The current focus is on the creation of a value-added culture in their farming pursuits. The association has acquired a large, state-constructed, factory-type building in the community. It is currently being renovated and remodelled to house a number of prospective community enterprises. There is talk of importing a mill to manufacture an assortment of value-added products that could include jams and sauces. In the main, the manufacturing venture appears to be pinning its hopes on utilising the large quantities of eddo cultivated in the community in an experiment that seeks to produce eddo flour.
Over time, some of the residents of Kuru Kururu have been experimenting with the manufacture of eddo flour on a very modest scale. The method of manufacture involves the drying and grinding of the eddo. It has been used in the cooking of various dishes. What the residents of Kuru Kururu do not know is the market potential of the product. It is an experiment that cries out for various forms of official support.
Some measure of support has come from the International Fund for Agricultural Development’s (IFAD) Rural Enterprise and Agricultural Development (READ) project being executed by the Ministry of Agriculture. The association has been the beneficiary of a $4 million grant from READ for the renovation of the building, reportedly a one-time mechanical workshop and a further $1 million loan to help purchase equipment with which to pursue the value-added project.

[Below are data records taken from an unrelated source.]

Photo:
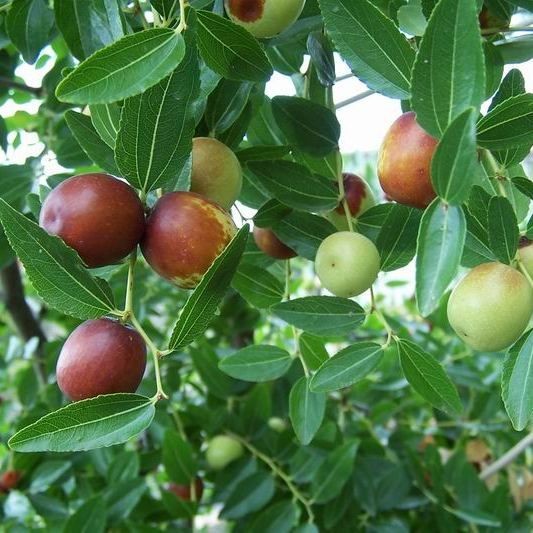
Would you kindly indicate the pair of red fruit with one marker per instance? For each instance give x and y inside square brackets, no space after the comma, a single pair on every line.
[103,219]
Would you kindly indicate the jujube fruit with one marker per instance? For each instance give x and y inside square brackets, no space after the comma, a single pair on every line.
[222,450]
[491,307]
[183,492]
[347,263]
[359,198]
[184,235]
[269,244]
[101,357]
[98,215]
[264,18]
[216,171]
[404,163]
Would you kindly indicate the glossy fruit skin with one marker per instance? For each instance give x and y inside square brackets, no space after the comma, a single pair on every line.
[347,263]
[221,451]
[491,307]
[183,492]
[98,215]
[216,172]
[264,18]
[269,244]
[9,480]
[525,251]
[101,357]
[359,197]
[404,163]
[184,235]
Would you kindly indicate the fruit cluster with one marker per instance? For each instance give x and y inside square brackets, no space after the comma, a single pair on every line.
[103,219]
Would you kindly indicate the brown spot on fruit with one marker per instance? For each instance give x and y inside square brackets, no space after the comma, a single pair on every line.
[269,244]
[98,215]
[246,10]
[184,235]
[101,357]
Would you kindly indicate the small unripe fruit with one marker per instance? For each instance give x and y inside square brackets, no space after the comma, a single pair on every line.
[101,357]
[359,198]
[264,18]
[269,244]
[222,450]
[99,216]
[404,163]
[491,307]
[525,252]
[347,263]
[183,492]
[184,235]
[216,171]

However, things have not been proceeding apace. The association is now experiencing a protracted wait to have the renovated building served with water and electricity. More than that, the specific ventures which the members intend to pursue, including a decision on the purchase of machinery for the manufacture of value-added products still face some measure of uncertainty.

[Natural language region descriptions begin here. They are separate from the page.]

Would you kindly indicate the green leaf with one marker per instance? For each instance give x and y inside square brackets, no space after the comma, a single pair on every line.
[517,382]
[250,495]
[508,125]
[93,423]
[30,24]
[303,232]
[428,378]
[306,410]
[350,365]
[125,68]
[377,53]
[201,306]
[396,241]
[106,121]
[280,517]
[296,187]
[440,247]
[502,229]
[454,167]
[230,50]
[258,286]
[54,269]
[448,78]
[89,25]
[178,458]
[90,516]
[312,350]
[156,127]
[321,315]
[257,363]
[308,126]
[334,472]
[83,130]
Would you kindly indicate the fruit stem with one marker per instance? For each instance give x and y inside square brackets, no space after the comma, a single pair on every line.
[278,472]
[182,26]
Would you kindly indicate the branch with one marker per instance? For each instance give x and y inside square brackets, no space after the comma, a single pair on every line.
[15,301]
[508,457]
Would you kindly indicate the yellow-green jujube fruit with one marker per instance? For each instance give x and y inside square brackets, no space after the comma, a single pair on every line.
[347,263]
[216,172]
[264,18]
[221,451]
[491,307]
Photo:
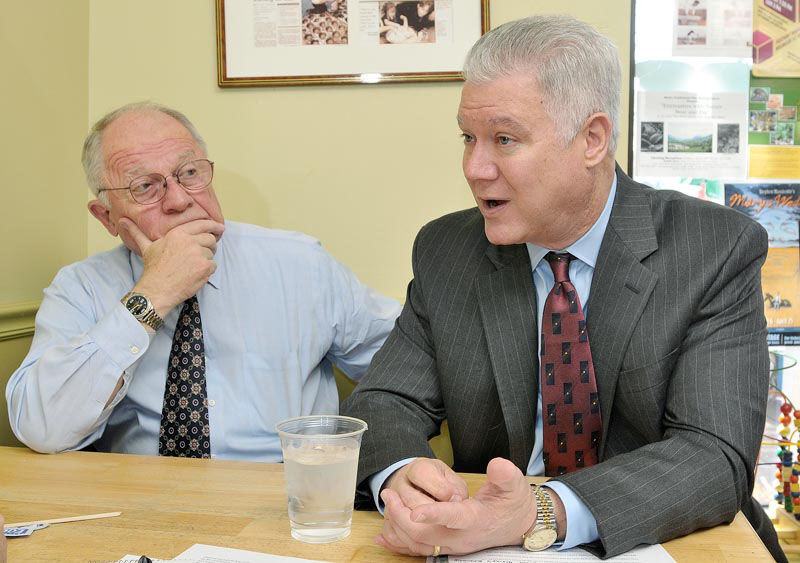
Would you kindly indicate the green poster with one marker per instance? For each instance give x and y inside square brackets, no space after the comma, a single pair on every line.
[773,111]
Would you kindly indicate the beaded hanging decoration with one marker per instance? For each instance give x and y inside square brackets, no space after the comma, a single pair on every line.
[788,473]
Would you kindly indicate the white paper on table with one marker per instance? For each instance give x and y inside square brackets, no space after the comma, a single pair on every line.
[641,554]
[200,553]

Years of pursuing agricultural ventures as a means of making a living have thought the members of the association that growth and development are stimulants that provide powerful incentives. Their own experience has been dotted with setbacks and an absence of sustained progress.
Thomas, who grew from a child into an adult at Kuru Kururu acknowledges the role agriculture has played in the development of the community but says its continued growth must be attended by something more. That something more, she says, has to be a programme of diversification into value-added commodities. She is excited about the possibilities eddo flour might offer but concedes that, for the moment at least, it constitutes “an experiment”. To take it forward the stakeholders will have to secure technical help with “the science of the project”. Then there are other considerations like financing the manufacture of the product, its marketing, its packaging and its distribution.
Thornhill, meanwhile, appears to have her feet planted firmly on the ground. She continues to be excited about the prospects which the group’s planned excursion into value-added food crops appears to hold but says that in the meantime she will continue to lend her professional skills to the teaching of children while continuing to pursue backyard farming and the vending of her produce on Sundays. Additionally, she points to the potential among women in the community to develop a sizeable craft market. Part of her hope is that the members of the association and the community as a whole might be granted space off the shoulder of the highway at a location close to their community to set up an open-air market. She believes Kuru Kururu grows sufficient food to sell to other communities as well as to persist with its ambition of becoming one of the country’s focal points for the production of value-added food products.